A beaming Betty White made a triumphant return home, all smiles as she arrived at the airport in Los Angeles after making TV history as the oldest ever host of Saturday Night Live!
"I'm 88-and-a-half-years old, so it's great to be here for a number of reasons," joked White in her opening monologue.
All that performing clearly didn't tire out the feisty 88-year-old.
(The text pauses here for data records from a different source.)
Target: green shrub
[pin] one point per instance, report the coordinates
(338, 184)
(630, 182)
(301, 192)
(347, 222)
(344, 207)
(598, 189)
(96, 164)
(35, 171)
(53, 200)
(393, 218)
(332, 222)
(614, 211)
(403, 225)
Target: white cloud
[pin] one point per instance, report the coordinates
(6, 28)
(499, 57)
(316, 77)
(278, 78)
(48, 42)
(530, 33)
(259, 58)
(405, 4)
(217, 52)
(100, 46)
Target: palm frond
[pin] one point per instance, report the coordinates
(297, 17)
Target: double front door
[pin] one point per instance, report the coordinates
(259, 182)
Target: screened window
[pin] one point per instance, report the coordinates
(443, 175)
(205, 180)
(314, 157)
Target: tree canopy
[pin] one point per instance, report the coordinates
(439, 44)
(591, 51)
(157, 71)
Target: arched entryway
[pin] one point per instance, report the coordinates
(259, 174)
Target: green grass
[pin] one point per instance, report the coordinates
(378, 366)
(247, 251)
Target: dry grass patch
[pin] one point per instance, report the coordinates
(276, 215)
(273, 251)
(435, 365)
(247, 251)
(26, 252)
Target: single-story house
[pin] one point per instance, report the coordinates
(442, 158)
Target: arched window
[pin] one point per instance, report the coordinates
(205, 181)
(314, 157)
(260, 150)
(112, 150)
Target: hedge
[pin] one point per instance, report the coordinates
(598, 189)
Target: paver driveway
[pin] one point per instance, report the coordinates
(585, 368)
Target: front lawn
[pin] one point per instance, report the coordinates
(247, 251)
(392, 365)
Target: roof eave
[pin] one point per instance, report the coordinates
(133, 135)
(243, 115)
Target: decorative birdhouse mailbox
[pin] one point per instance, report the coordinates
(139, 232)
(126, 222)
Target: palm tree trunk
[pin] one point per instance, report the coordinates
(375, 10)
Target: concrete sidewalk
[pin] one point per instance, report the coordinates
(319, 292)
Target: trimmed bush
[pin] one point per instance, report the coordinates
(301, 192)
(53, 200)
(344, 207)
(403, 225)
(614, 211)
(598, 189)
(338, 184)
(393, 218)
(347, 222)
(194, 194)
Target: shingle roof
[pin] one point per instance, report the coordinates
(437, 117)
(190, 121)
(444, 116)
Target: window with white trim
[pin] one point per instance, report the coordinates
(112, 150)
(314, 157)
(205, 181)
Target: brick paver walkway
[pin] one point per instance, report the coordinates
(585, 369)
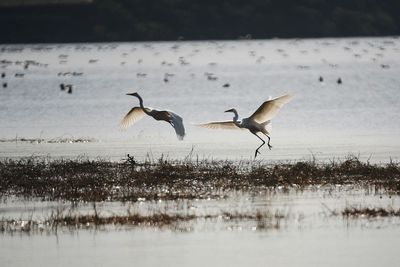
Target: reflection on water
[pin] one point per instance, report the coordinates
(309, 231)
(360, 115)
(199, 80)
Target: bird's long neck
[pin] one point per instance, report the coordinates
(141, 105)
(235, 117)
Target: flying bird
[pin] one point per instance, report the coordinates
(137, 113)
(257, 122)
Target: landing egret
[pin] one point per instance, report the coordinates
(137, 113)
(257, 122)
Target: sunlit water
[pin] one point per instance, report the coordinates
(308, 234)
(325, 119)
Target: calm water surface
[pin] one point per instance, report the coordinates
(359, 116)
(325, 119)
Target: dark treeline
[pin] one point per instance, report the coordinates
(142, 20)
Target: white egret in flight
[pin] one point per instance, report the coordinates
(257, 122)
(137, 113)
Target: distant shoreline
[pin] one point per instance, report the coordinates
(77, 21)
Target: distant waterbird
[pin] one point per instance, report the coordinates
(257, 122)
(137, 113)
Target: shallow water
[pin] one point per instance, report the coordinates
(325, 120)
(308, 235)
(360, 116)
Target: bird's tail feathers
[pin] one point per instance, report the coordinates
(177, 123)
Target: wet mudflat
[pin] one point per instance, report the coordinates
(70, 195)
(165, 212)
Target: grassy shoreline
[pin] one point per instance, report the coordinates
(82, 179)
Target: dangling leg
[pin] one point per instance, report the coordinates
(257, 152)
(269, 139)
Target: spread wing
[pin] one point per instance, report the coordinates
(134, 115)
(270, 108)
(177, 123)
(219, 125)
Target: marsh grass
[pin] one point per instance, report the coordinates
(370, 212)
(57, 220)
(83, 179)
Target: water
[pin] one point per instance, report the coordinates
(308, 234)
(325, 119)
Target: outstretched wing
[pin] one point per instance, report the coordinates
(219, 125)
(177, 123)
(134, 115)
(270, 108)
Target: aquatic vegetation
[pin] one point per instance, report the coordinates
(264, 221)
(83, 179)
(370, 212)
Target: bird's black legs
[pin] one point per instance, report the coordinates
(269, 139)
(257, 152)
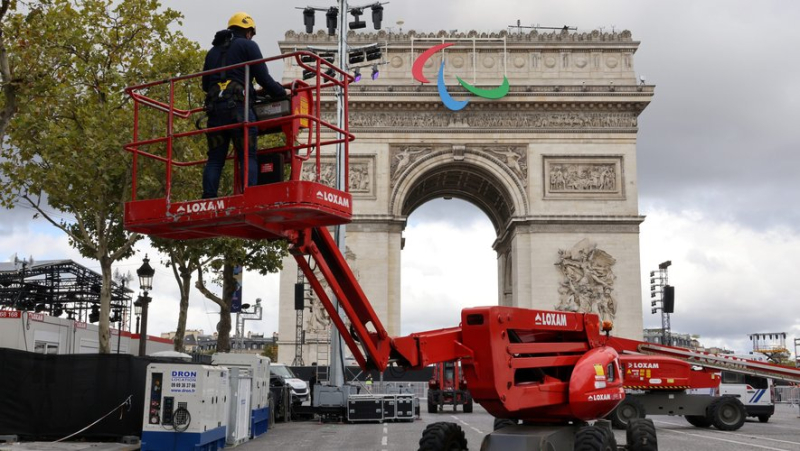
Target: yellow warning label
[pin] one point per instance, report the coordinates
(599, 370)
(303, 109)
She was heading to the show's after party at 1:30 a.m., way past her bedtime.
"Betty, how did it go?" an INSIDE EDITION producer asked her.
"We got through it," she replied.
White's glowing reviews are still pouring in.
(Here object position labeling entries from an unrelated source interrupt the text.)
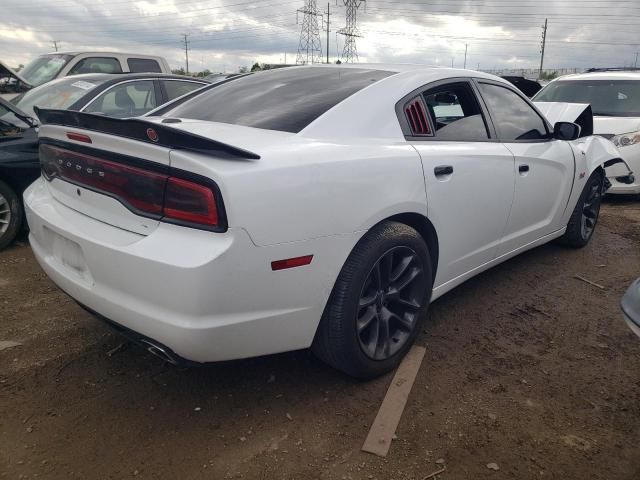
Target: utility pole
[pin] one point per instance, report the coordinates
(309, 48)
(466, 46)
(186, 50)
(543, 44)
(350, 31)
(328, 23)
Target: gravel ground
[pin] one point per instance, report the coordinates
(526, 368)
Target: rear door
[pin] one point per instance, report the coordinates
(469, 175)
(544, 166)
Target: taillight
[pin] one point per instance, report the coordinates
(417, 118)
(190, 202)
(161, 195)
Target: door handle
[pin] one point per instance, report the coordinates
(442, 170)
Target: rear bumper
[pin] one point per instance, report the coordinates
(630, 305)
(206, 296)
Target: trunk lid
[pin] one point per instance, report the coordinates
(117, 171)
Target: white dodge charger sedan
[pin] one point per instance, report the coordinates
(320, 207)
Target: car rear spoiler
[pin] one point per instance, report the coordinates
(143, 131)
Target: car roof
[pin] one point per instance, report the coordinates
(117, 77)
(90, 52)
(611, 75)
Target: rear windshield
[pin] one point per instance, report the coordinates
(60, 94)
(286, 99)
(608, 98)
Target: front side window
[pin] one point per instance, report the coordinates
(608, 98)
(44, 68)
(177, 88)
(286, 99)
(129, 99)
(514, 118)
(96, 65)
(143, 65)
(455, 113)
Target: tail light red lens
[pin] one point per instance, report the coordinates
(146, 192)
(189, 201)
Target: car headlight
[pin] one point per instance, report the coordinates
(626, 139)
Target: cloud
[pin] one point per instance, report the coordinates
(226, 34)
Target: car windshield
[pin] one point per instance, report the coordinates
(608, 98)
(44, 68)
(286, 99)
(60, 94)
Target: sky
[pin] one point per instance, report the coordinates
(227, 34)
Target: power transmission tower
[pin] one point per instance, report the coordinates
(309, 48)
(466, 46)
(350, 31)
(328, 12)
(186, 50)
(542, 45)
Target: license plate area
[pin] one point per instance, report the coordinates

The Today show said, "White hot." USA Today called her "excellent" and The New York Times raved, "All it took to reinvigorate a 35-year-old comedy show was the presence of an 88-year old woman."
The Golden Girl wowed America, singing, dancing, and showing most of all that she hasn't lost a beat of her perfect comedic timing.
In a sketch about the U.S. Census, Tina Fey played a census worker, asking, "How many people live here?"
"Zero," replied White.
Fey asked, "So, you don't live here?"
"Oh, you mean including me? Three," said White.
It was a star-studded ladies night as SNL's famous female alums, including Tina Fey and Amy Pohler, returned for White's big night. There was so much good material, some skits had to be cut. NBC just released a sketch that never made air in which White plays the grandmother of SNL's classic character Debbie Downer.
The TV legend clearly won over cast members, who sang her praises after the show.
"She's fantastic. She had so much energy," said Fred Armisen.
Amy Pohler said, "Oh it was great!"
"She's unbelievable. So fun, as young as ever," said Ana Gasteyer.
"It was absolutely the greatest moment of my life. She is a machine and had more energy than all of us put together," added Bobby Moynihan.
Musical guest Jay-Z gave a special shout out to the beloved actress as he dedicated his song "to the most incredible Betty White."
And at the end of the show, White was presented with two huge bouquets of white roses.